Can someone please explain this to me? I referred to python docs but wasn't able to determine the root cause. They do recommend against using globals and I'm aware of it, but it still doesn't explain the call to the initialization function. Also, I'd like to use multiprocessing and not multithreading. I'm trying to understand how multiprocessing works here.
Thanks for your time.
回答1:
In Windows processes are not forked as in Linux/Unix. Instead they are spawned, which means that a new Python interpreter is started for each new multiprocessing.Process
. This means that all global variables are re-initialized and if you have somehow manipulated them along the way, this will not be seen by the spawned processes.

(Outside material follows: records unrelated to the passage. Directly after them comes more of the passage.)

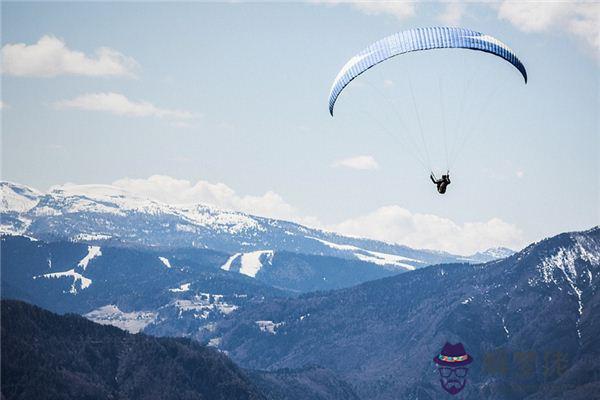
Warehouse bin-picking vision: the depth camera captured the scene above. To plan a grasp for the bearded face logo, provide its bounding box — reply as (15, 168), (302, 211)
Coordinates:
(438, 367), (469, 394)
(433, 342), (473, 395)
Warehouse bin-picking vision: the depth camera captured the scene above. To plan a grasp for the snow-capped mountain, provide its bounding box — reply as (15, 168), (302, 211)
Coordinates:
(0, 182), (493, 273)
(467, 247), (516, 262)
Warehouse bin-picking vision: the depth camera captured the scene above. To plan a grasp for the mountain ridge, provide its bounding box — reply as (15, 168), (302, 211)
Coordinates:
(0, 182), (510, 271)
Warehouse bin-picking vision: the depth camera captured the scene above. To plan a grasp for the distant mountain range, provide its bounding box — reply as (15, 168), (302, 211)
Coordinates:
(213, 227), (600, 400)
(0, 182), (510, 273)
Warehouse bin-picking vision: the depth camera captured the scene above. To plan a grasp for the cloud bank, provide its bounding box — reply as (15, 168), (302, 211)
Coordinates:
(331, 205), (524, 255)
(113, 175), (524, 255)
(54, 92), (195, 121)
(2, 35), (138, 78)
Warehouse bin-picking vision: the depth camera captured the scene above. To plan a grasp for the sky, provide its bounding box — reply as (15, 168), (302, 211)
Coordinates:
(0, 1), (600, 254)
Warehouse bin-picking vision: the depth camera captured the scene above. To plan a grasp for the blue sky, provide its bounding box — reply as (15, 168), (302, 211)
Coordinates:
(2, 2), (600, 253)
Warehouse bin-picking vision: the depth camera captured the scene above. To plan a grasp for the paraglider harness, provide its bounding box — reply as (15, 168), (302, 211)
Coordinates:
(429, 171), (450, 194)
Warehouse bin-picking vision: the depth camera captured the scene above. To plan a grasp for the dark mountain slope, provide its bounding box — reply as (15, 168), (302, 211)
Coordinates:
(2, 300), (264, 400)
(219, 228), (600, 399)
(248, 366), (359, 400)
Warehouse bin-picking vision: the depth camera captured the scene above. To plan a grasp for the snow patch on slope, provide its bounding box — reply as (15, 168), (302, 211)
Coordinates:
(255, 320), (285, 335)
(77, 246), (102, 271)
(221, 250), (274, 278)
(33, 269), (92, 295)
(0, 182), (42, 213)
(307, 236), (422, 271)
(169, 283), (191, 293)
(158, 257), (171, 269)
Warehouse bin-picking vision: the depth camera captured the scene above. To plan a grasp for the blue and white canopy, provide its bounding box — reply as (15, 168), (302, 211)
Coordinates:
(329, 27), (527, 116)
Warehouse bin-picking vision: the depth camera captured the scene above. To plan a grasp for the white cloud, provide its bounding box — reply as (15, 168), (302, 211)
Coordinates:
(495, 0), (600, 57)
(332, 156), (379, 170)
(113, 175), (318, 226)
(438, 0), (466, 26)
(313, 0), (416, 20)
(54, 92), (195, 120)
(2, 35), (138, 77)
(331, 206), (524, 255)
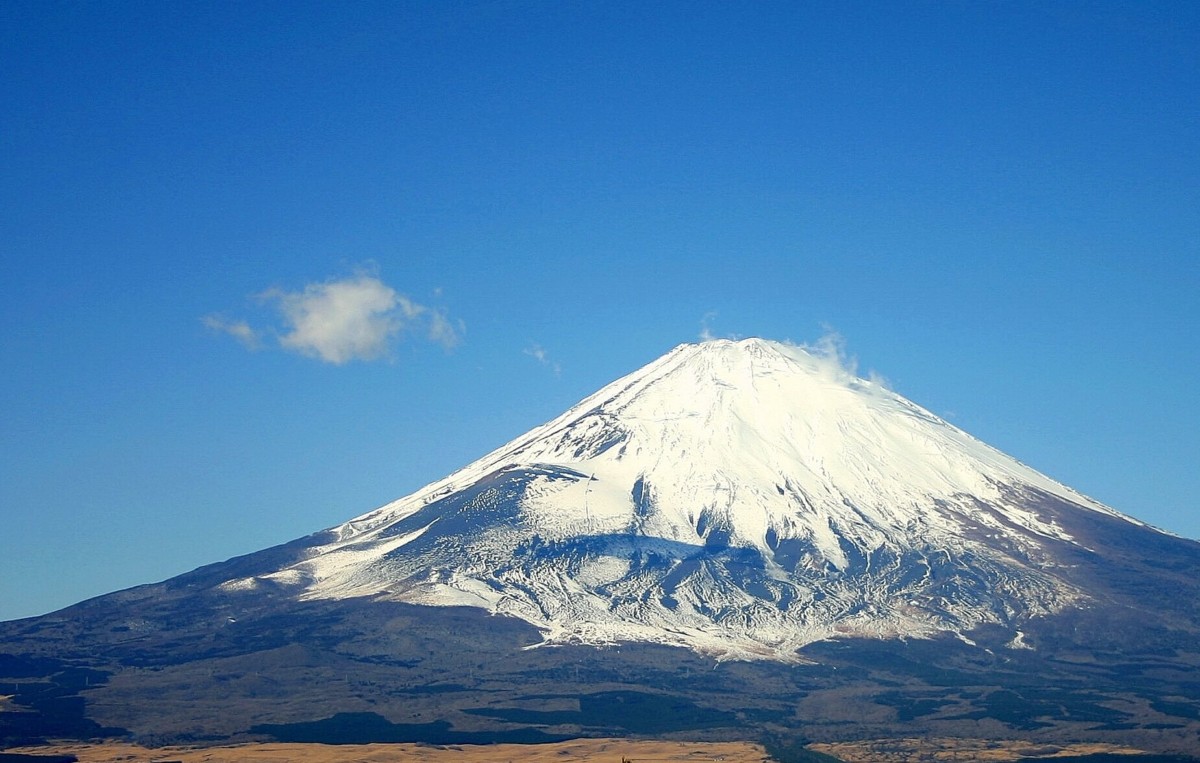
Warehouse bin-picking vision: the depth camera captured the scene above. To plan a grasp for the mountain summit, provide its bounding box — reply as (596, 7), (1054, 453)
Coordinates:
(222, 338), (1136, 661)
(0, 340), (1200, 759)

A solution to the problem is to pass the globals to the Pool
initilaizer
and then from there make it global
also in the spawned process:
from multiprocessing import Pool
def init_pool(the_list):
global some_list
some_list = the_list
def access_some_list(index):
return some_list[index]
if __name__ == "__main__":
some_list = [24, 12, 6, 3]
indexes = [3, 2, 1, 0]
pool = Pool(initializer=init_pool, initargs=(some_list,))

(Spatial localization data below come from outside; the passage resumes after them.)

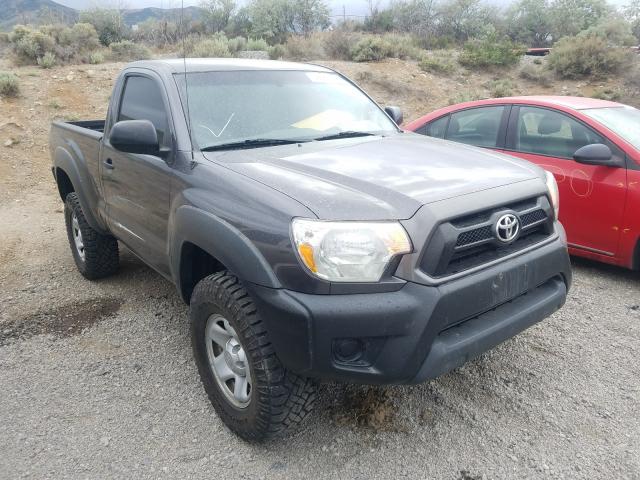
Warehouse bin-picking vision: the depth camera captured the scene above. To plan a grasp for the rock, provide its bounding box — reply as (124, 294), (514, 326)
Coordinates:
(238, 50), (269, 60)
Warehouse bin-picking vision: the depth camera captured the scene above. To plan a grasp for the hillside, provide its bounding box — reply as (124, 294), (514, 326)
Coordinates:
(0, 0), (78, 30)
(123, 7), (201, 25)
(0, 0), (201, 31)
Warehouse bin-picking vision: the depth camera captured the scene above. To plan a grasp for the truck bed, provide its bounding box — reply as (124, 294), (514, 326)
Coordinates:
(64, 120), (105, 133)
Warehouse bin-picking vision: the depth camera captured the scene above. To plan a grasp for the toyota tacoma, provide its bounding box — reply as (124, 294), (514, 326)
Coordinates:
(50, 59), (571, 440)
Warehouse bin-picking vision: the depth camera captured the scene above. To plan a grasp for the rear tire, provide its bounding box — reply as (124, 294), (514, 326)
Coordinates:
(64, 192), (120, 280)
(190, 272), (315, 441)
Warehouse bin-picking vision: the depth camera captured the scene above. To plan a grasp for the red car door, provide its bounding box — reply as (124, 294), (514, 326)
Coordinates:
(505, 105), (627, 256)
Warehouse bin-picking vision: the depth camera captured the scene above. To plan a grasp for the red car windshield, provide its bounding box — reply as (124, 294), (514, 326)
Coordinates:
(582, 107), (640, 150)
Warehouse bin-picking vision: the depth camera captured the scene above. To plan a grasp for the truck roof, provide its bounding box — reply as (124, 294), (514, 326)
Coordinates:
(126, 58), (332, 73)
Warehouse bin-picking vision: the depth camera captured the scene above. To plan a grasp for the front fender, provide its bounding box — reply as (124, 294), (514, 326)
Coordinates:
(171, 205), (281, 290)
(53, 144), (108, 235)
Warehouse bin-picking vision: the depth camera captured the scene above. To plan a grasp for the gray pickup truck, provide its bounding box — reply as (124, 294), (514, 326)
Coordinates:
(50, 59), (571, 440)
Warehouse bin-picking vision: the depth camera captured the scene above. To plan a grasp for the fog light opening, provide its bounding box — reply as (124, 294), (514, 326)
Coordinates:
(333, 338), (365, 363)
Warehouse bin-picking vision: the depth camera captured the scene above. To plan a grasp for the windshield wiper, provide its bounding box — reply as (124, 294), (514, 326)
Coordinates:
(200, 138), (307, 152)
(314, 130), (376, 142)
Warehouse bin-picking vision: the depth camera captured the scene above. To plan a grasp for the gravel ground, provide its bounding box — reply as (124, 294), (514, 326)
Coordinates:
(0, 192), (640, 480)
(0, 60), (640, 480)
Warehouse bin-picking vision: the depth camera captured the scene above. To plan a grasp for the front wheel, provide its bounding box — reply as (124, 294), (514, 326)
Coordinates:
(190, 272), (315, 441)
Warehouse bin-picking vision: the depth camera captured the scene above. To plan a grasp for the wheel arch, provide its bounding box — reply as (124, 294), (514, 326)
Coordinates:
(171, 206), (281, 304)
(53, 147), (109, 235)
(631, 237), (640, 270)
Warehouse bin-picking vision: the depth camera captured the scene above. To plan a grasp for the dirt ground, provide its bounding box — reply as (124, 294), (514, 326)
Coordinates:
(0, 60), (640, 480)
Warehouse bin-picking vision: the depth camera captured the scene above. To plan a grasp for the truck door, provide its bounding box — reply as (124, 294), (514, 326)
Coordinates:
(101, 73), (173, 275)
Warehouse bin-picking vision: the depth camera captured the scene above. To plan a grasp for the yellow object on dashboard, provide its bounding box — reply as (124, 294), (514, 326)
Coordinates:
(291, 110), (353, 131)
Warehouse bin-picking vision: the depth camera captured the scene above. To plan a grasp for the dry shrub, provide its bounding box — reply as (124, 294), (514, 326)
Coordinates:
(548, 35), (631, 79)
(0, 72), (20, 97)
(322, 29), (360, 60)
(285, 35), (325, 61)
(8, 23), (100, 65)
(489, 78), (513, 98)
(418, 55), (455, 74)
(191, 36), (231, 58)
(458, 35), (524, 68)
(109, 40), (151, 62)
(518, 64), (552, 87)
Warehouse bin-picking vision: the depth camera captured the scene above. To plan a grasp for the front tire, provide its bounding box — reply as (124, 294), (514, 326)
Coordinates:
(190, 272), (315, 441)
(64, 192), (120, 280)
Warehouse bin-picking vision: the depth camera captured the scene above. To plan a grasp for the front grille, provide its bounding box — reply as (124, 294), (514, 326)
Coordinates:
(520, 209), (547, 227)
(456, 225), (493, 247)
(421, 197), (553, 278)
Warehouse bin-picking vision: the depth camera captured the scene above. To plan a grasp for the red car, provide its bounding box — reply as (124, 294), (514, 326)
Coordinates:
(405, 96), (640, 269)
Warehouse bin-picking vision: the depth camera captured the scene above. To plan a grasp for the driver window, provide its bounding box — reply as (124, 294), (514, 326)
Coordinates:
(445, 106), (504, 148)
(515, 107), (606, 158)
(118, 76), (170, 147)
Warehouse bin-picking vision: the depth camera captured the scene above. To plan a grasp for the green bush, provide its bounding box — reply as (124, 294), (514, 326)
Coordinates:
(418, 56), (455, 74)
(269, 43), (287, 60)
(245, 38), (269, 52)
(89, 52), (104, 65)
(192, 35), (231, 58)
(56, 23), (100, 53)
(227, 37), (247, 53)
(547, 35), (631, 78)
(458, 35), (525, 68)
(449, 90), (483, 105)
(0, 72), (20, 97)
(109, 40), (151, 62)
(9, 25), (56, 65)
(591, 87), (623, 102)
(8, 23), (100, 68)
(351, 36), (394, 62)
(80, 7), (126, 47)
(382, 33), (424, 60)
(38, 52), (56, 68)
(322, 29), (360, 60)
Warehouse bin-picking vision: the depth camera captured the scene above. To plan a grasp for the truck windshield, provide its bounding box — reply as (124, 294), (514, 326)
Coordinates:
(176, 70), (398, 150)
(582, 107), (640, 150)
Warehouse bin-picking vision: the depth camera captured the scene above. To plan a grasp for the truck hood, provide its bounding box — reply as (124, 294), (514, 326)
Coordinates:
(205, 133), (542, 220)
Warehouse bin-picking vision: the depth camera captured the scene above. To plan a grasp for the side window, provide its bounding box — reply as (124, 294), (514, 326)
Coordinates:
(514, 107), (606, 158)
(426, 115), (449, 138)
(445, 105), (505, 148)
(118, 76), (169, 147)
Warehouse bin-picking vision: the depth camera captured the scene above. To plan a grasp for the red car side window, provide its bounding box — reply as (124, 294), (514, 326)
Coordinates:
(425, 115), (449, 138)
(515, 107), (605, 158)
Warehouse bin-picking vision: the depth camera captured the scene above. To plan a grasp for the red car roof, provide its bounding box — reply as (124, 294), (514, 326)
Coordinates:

result = pool.map(access_some_list, indexes)
print(result)
In this setup, you will copy the globals to each new process and they will then be accessible, however, as always, any updates done from there on will not be propagated to any other process. For that you will need something like a proper multiprocessing.Manager
.
As an extra comment, from here it is clear that global variables can be dangerous, because it is hard to understand what values they will take in the different processes.
回答2:
I think the point is, that you are creating 4 Processes, which are executing the Code you give them. They work in the same instance, but executing the same Code.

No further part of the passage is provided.